I write because I don’t think I would ever be as good at anything else; or rather, that nothing else would bring me as much creative pleasure as wordplay does. Early on in my career, I didn’t respond to criticism well. I sometimes still don’t. But I come back to the grind voluntarily because it is my raison d’être, my soif de vivre, and my ‘I don’t know much French but I hope you understand’.
Your motivations to write may differ. Or, you might feel the same ache to pen down genius wisecracks like I do. Whatever the spark, fan it every way you can and keep it alive.
Mantra 6. Read as much as you can. Write more. Listen double.

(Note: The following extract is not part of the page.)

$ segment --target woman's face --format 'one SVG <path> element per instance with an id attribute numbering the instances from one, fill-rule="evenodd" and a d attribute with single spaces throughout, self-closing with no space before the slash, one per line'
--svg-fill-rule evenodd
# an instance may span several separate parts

If there was one rule though that I would say all writers should follow, it is to read at every chance, and every genre. Build your skills and your craft irrespective of work demands, and reading is a great way to do that.
And as much as you read, and write – double your efforts to listen to those around you. Remember when I said everyone has a story to tell? You never know how listening to them and their stories will help you in the long run.
I’ll leave you with a quote by Anais Nin which beautifully sums up my approach towards the writing process. She says, “We write to taste twice; in the moment and in retrospect.” As writers, we all bleed ink. And if the taste of that bloodbath isn’t life itself, then are you even writing?
Mantra 7. Let yourself bleed. Ink, obviously.